The case involves a plethora of parties (hence the "et al"), all of whom were in the distribution chain of a biofuel called Lascadoil. Unlike its parent product, Lasalocid, Lascadoil is not an appropriate turkey-feed additive. (Does anything with "oil" in its name sound fit for human or animal consumption?) So when a bunch of turkeys died after eating feed tainted with Lascadoil, the lawsuits started flying; each party was sued by its downstream buyer who in turn sued its upstream seller. And numerous insurance companies entered the fray.
Before discussing the case itself, we need to talk about the differences between tort and contract claims. In the law, a tort is a civil wrong having the elements of duty, breach of duty, causation, and damages. Wrongful death is a common tort. For example, we go pheasant hunting, and I wave my loaded shotgun in your face.

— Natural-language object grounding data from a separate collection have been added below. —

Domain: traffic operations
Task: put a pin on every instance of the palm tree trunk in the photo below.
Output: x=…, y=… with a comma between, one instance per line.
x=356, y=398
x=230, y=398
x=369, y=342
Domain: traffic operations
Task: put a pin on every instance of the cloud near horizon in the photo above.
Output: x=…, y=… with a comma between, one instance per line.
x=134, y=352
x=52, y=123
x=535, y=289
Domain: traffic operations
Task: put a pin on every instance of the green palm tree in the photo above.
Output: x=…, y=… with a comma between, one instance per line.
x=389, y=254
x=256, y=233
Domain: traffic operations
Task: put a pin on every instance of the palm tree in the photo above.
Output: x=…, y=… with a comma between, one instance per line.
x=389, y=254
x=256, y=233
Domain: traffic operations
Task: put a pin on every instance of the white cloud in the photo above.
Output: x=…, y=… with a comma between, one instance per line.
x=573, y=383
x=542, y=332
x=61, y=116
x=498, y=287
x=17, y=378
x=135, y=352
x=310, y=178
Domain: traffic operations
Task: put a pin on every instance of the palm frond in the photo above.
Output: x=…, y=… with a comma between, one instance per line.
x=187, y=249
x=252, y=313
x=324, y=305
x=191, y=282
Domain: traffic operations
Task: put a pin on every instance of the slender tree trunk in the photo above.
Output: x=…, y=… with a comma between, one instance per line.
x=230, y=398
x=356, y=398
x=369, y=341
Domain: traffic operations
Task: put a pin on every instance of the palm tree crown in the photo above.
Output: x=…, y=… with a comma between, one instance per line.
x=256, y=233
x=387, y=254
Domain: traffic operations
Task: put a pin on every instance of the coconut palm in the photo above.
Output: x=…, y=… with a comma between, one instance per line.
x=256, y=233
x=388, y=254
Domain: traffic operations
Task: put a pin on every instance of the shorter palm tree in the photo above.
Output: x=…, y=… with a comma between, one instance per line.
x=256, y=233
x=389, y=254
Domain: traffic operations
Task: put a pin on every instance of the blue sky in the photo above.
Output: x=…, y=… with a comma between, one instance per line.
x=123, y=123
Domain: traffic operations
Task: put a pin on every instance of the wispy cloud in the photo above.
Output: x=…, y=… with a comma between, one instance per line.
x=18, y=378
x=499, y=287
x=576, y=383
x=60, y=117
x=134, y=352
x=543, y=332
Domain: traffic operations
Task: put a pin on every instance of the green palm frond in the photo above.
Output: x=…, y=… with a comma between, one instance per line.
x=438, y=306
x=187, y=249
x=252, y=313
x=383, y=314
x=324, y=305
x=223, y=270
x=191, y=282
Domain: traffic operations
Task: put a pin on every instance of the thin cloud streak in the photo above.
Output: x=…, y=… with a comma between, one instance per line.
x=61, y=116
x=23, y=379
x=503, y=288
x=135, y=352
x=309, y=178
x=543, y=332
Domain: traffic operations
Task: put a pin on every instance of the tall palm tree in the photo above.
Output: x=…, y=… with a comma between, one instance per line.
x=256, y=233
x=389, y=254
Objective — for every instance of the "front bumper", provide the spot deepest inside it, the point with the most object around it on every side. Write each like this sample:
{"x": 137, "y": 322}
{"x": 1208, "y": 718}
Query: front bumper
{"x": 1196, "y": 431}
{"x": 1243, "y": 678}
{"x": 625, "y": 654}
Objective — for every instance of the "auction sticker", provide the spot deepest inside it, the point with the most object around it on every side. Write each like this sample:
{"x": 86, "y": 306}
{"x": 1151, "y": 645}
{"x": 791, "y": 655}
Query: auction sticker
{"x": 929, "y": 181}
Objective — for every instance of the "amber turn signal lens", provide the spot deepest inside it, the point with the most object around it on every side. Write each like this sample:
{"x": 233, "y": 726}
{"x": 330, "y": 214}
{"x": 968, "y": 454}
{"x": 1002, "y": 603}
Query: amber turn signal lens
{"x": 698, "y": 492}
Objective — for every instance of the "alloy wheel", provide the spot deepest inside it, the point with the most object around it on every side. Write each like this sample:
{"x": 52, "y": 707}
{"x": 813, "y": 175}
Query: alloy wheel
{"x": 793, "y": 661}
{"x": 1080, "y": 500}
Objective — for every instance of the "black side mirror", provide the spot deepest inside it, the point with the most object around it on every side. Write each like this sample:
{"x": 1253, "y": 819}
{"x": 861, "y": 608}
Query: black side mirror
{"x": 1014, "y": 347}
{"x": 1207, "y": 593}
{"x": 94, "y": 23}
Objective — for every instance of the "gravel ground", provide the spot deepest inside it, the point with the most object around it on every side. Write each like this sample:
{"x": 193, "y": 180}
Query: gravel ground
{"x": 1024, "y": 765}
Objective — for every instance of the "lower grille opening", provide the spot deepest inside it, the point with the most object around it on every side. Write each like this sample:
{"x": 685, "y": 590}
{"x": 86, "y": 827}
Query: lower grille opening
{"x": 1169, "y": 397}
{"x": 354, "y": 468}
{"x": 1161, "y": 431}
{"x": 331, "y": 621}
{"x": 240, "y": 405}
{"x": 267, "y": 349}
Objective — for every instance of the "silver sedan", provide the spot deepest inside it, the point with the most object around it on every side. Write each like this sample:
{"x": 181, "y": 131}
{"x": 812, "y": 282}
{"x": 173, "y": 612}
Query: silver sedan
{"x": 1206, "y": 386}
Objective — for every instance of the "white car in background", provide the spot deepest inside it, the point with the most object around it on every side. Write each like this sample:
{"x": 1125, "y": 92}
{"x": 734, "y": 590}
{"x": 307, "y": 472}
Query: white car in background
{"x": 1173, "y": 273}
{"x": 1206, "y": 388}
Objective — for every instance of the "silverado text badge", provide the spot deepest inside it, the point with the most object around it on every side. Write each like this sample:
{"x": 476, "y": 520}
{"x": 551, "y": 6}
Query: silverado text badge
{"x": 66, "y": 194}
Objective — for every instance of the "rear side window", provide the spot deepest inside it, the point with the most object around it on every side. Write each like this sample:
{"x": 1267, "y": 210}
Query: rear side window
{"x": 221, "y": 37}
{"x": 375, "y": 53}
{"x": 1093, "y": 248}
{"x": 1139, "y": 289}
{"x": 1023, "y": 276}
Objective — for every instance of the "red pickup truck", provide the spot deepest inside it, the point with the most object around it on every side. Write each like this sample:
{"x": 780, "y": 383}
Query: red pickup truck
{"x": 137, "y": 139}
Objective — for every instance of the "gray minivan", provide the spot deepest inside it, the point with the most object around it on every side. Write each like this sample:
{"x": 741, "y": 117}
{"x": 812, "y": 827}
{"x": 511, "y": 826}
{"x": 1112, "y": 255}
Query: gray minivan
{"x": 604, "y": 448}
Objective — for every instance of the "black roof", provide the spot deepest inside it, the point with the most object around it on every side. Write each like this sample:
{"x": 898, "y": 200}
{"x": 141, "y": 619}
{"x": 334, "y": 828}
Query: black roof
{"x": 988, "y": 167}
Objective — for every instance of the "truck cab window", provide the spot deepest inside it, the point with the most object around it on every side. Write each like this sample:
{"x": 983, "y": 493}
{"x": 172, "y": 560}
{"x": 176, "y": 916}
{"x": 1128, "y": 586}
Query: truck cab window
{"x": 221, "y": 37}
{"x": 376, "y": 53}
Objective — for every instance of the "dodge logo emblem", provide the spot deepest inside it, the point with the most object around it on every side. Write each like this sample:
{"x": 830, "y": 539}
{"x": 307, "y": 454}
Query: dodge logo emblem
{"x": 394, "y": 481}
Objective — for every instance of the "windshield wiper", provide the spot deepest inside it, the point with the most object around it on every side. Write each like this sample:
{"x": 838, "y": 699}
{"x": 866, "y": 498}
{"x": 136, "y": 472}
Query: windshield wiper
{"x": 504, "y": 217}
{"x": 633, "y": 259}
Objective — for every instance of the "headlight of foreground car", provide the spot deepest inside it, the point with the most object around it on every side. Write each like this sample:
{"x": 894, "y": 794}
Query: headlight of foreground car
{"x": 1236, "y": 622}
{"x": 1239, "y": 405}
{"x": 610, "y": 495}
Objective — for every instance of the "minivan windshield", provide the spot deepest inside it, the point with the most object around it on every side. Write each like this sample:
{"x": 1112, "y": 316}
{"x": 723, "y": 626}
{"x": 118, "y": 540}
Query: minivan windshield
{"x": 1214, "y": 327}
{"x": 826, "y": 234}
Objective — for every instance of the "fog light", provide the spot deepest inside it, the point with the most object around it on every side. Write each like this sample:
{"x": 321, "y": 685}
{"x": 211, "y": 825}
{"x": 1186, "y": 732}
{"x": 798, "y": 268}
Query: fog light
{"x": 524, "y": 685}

It discharges. You are killed entirely. Your estate sues me, alleging that I had a duty to handle my firearm safely. I breached that duty by discharging my loaded gun in your face which caused your death. And you (and your survivors) personally sustained damages because of my conduct; you're no longer around to give your family love and financial support.
But torts are - and should be - unrelated to contracts, and the damages are different. Contract damages depend on a contract stating the parties' respective duties, a party breaches one or more of these duties, and the other party suffers damages as a result. But the damages are economic, i.e., you didn't get what you bargained for (money or something valuable).

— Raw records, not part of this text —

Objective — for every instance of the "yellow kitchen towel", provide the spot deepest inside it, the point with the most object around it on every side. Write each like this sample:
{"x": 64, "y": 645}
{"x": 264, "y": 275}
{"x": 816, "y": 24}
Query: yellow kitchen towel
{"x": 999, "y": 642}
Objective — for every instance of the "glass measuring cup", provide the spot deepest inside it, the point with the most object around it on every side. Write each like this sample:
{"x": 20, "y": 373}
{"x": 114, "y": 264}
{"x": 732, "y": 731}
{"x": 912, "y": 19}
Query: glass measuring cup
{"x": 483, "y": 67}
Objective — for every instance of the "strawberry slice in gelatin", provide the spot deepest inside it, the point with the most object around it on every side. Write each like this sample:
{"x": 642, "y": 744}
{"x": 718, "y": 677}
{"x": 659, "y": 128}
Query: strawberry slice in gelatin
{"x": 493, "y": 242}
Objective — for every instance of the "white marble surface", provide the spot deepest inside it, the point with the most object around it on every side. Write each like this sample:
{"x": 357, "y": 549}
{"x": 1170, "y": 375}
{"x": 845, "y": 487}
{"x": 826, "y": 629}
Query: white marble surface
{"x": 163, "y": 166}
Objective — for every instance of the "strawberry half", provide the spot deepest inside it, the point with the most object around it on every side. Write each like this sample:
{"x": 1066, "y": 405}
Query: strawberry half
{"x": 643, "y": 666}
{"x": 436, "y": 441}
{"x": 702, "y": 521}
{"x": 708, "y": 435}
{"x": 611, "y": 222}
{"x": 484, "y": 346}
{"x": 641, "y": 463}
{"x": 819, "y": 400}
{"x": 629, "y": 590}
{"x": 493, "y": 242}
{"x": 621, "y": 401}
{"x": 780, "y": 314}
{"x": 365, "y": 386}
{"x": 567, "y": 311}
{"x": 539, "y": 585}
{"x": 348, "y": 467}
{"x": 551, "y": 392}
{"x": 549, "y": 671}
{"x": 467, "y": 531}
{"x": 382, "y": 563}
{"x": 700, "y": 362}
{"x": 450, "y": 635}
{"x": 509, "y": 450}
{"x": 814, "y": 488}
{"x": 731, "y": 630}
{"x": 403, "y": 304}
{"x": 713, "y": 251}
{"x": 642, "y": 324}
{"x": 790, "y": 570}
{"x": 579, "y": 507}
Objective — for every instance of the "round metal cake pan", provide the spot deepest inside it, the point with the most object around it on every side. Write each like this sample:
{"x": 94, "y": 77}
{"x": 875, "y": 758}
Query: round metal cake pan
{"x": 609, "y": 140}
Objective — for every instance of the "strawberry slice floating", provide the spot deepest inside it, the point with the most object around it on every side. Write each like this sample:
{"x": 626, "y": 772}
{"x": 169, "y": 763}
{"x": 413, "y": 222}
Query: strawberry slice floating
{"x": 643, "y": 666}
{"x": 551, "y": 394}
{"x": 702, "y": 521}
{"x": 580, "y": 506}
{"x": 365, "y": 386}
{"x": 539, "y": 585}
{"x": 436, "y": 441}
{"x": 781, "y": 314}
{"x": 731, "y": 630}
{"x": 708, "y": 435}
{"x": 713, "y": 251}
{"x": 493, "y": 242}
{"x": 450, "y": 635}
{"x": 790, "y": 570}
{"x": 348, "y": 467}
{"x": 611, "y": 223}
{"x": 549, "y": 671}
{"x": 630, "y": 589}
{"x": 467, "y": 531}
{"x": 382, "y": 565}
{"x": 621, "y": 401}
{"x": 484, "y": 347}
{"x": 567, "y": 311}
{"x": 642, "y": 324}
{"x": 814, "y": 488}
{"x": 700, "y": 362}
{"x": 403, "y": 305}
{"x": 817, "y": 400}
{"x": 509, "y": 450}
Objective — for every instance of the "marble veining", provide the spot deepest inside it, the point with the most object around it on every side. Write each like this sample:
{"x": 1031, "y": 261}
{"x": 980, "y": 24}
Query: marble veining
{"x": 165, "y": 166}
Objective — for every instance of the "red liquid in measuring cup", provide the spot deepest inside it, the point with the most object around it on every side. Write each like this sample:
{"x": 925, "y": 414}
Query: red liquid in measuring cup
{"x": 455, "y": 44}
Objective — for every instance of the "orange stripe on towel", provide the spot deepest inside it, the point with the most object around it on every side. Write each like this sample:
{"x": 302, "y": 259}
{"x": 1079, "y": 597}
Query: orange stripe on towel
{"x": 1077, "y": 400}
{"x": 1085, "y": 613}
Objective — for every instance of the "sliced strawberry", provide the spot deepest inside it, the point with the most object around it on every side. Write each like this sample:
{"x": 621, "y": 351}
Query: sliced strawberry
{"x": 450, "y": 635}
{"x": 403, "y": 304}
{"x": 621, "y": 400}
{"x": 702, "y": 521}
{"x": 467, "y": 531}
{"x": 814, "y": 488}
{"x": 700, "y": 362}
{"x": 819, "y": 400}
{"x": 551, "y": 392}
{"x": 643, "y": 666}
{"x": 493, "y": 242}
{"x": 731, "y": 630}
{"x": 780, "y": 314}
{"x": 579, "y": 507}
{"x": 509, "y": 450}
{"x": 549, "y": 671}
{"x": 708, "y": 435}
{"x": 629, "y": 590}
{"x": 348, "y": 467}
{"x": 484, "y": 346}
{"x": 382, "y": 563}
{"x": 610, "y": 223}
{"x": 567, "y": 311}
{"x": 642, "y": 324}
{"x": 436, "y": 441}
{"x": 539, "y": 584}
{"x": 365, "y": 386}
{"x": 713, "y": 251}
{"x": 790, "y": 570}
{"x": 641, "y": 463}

Even so, plaintiffs' trial lawyers are optimistic souls. They will argue anything if there's even a one percent chance that a court will agree. In the case at hand, they not only alleged breach of contract, but they also threw in several tort claims alleging negligence, intentional fraud, and "innocent misrepresentation." The defendants targeted with these negligence allegations asked Judge Christopher Yates to dismiss them under the economic loss doctrine, and he agreed.

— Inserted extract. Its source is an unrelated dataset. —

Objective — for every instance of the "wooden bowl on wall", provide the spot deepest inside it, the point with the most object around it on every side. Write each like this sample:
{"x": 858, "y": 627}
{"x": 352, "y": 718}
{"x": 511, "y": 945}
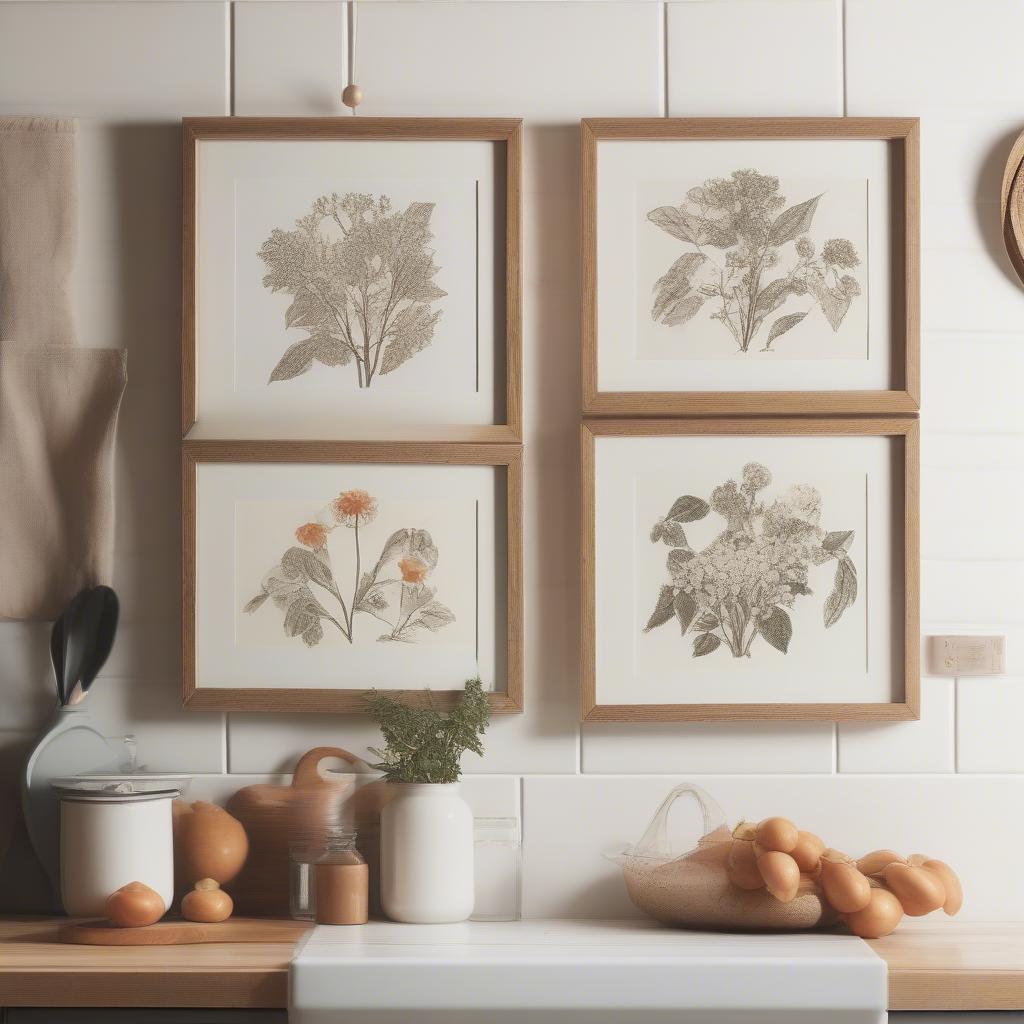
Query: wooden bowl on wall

Judge Yates correctly found that the negligence claims couldn't stand because the economic loss doctrine bars tort recovery and limits remedies to those available under the Michigan Uniform Commercial Code where a claim for damages arises out of the commercial sale of goods and the losses are purely economic. There is an exception for damages caused by fraud in the inducement (i.e., a defendant's fraud induced a plaintiff to sign a contract for the purchase of Lascadoil as a feed additive), but no one alleged that tort. The Court let stand breach of contract claims, including breach of implied warranty, so the case will now continue on that basis.
Calculating probable damages in contract disputes can be tricky. You need an experienced team consisting of a competent lawyer (who isn't litigating the matter), an accountant, and risk manager to perform an accurate analysis. But alleging tort damages in a breach of contract case will likely get those allegations thrown out of court - and may earn you the judge's disrespect in the process.